Come si sa, l’idea di abbreviare i percorsi di cura psicologica risale a molto tempo fa e alcuni citano in tal senso lo stesso Sigmund Freud il quale svolse, nei fatti, anche delle terapie brevi. Nelle due ampie sezioni e nei quindici capitoli di questo manuale non si ripercorre, nello specifico, la storia e lo sviluppo delle terapie brevi, optando per entrare immediatamente nel merito dell’argomento con l’Introduzione a firma della curatrice nella quale si puntualizzano alcune key components, alcuni aspetti essenziali degli interventi brevi; sono così menzionati e sinteticamente illustrati due concetti che sono alla base delle psicoterapie brevi (ma, in realtà, di qualunque psicoterapia): la relazione terapeutica (o alleanza di lavoro), con accenni all’opera di Bowlby sugli stili di attaccamento negli adulti, al bisogno biosociale dell’essere umano di trovare una connessione con altri suoi simili, e alla tendenza a ricercare una base sicura; e la formulazione del caso (o formulazione clinica, formulazione del problema, ricerca delle soluzioni) presentata in otto punti essenziali che rispondono alla domanda Di cosa ha bisogno il paziente?
Il primo capitolo è dedicato alla terapia cognitivo-comportamentale breve, sviluppatasi circa venti anni fa dalla classica CBT – Cognitive Behaviour Therapy; a questo primo contributo fa seguito il capitolo sulla terapia a tempo limitato centrata sulla persona; in questo caso il riferimento è all’opera di Carl Rogers degli Anni Quaranta, e al movimento della Humanistic Psychology.
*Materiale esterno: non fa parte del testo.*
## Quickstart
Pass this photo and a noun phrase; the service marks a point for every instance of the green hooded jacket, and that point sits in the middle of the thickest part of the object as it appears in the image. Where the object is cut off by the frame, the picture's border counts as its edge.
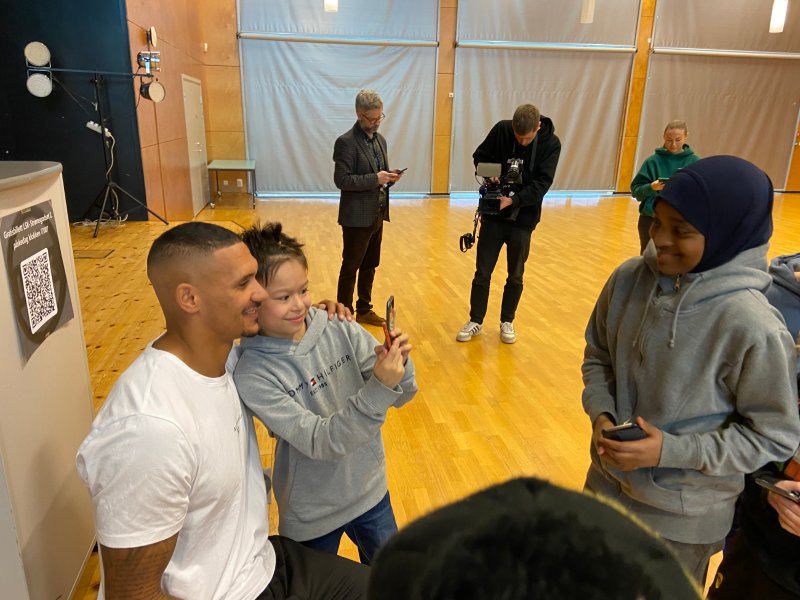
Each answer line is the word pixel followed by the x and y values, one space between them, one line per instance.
pixel 660 164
Questi primi due capitoli, insieme al capitolo settimo sulla terapia dinamica breve, sono forse quelli più chiaramente identificabili e riconducibili agli storici filoni di sviluppo della clinica psicologica
Alla Motivational Interviewing - MI – una tecnica sviluppata da Miller e Rollnick negli Anni Novanta – è dedicato il capitolo terzo, e qui si enfatizza in specie il carattere collaborativo del rapporto paziente-terapeuta, mentre dal mondo delle terapie familiari deriva la Short-Term Family Therapy, illustrata nel quinto capitolo con una breve introduzione sulla varietà di approcci che sono oggi presenti in questa area. Anche la recentemente ideata ACT – Acceptance & Commitment Therapy trova qui la sua formulazione breve (per meglio dire: short-term), con il richiamo alle tecniche di mindfulness, alle strategie di cambiamento comportamentale e a tutto ciò che fa riferimento alla cosiddetta terza ondata della CBT.
Uno dei capitoli più interessanti è proprio il settimo che tratta della Dynamic Interpersonal Therapy – DIT (vedi, al proposito, i lavori di Fonagy e Target) nella sua forma breve appositamente costruita per trattare le problematiche di ansia e depressione. Si tratta di un approccio basato su sedici sedute ed applicato in Gran Bretagna nei servizi di prima assistenza, un ambiente socio-sanitario complesso che nel testo è richiamato anche nel capitolo undicesimo dal titolo Brief Interventions in Hospital Settings.
Si notano poi alcuni contributi che trattano approcci terapeutici meno noti come la CFT – Compassion Focused Therapy, “indicata specialmente per coloro che hanno fatto esperienza di alti livelli di sentimento di vergogna, di autocritica e di attacco a sé” (p. 123) sviluppata da Paul Gilbert, e la CAT – Cognitive Analytic Therapy che è presentata insieme alla Psychodynamic Interpersonal Therapy sulla base del fatto che entrambi gli approcci sono proposti in un tempo compreso tra i quattro e i sei mesi, oppure nel contesto di 16-24 sessioni.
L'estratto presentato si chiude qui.